Medical imaging pipelines at the lab are highly heterogeneous: models must support full 3D volumes, non-standard intensity distributions, variable voxel spacing, and task-specific augmentation strategies.
Unlike 2D vision, there is no widely adopted pretrained backbone for 3D CT segmentation that works consistently across datasets.
This creates several technical constraints:
- Existing 3D pretrained models tend to be dataset-specific rather than broadly generalizable.

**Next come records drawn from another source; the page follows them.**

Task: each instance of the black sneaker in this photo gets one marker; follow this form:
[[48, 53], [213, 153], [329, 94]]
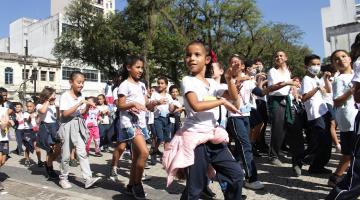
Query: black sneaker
[[207, 193], [40, 163], [138, 192]]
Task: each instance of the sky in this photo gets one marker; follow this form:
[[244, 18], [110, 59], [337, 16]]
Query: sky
[[303, 13]]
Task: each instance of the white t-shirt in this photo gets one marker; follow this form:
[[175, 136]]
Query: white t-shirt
[[205, 121], [20, 120], [315, 106], [67, 102], [49, 116], [161, 110], [29, 124], [275, 77], [104, 118], [134, 92], [246, 98], [4, 135], [346, 113]]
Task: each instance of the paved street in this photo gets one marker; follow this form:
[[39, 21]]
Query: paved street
[[30, 183]]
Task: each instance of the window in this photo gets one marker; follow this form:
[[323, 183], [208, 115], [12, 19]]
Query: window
[[43, 75], [26, 75], [9, 75], [67, 72], [103, 77], [51, 76], [91, 75]]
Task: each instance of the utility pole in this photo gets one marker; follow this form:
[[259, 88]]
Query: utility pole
[[24, 73]]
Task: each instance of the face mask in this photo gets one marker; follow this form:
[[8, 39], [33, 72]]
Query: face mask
[[314, 70], [252, 72]]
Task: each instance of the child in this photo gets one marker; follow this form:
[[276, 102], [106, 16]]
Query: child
[[104, 121], [47, 136], [91, 122], [239, 125], [133, 104], [4, 136], [29, 137], [202, 105], [161, 117], [73, 131], [345, 111], [18, 124], [317, 115]]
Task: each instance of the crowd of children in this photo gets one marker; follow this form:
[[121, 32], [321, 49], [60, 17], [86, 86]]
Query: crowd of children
[[220, 107]]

- Most architectures require full model fine-tuning, which is slow and expensive.
- Public SSL repositories weren’t designed for 3D or medical pipelines, making adaptation difficult.
- Augmentations from natural images (e.g., color jitter) are not meaningful for CT.
The team wanted to move beyond task-specific tuning and instead train a DINO-based CT foundation model that could serve multiple oncology use cases, ideally requiring only light downstream adaptation.
With five researchers leading SSL efforts inside a 25-person lab, they needed an implementation that was clean, modular, and easy for several PhD students to use consistently.
To keep experimentation consistent, they standardized on: MONAI for medical-imaging data handling, PyTorch Lightning for workflow orchestration, Lightly SSL for the DINOv2 implementation internal config system (“sparkwheel” for experiment management).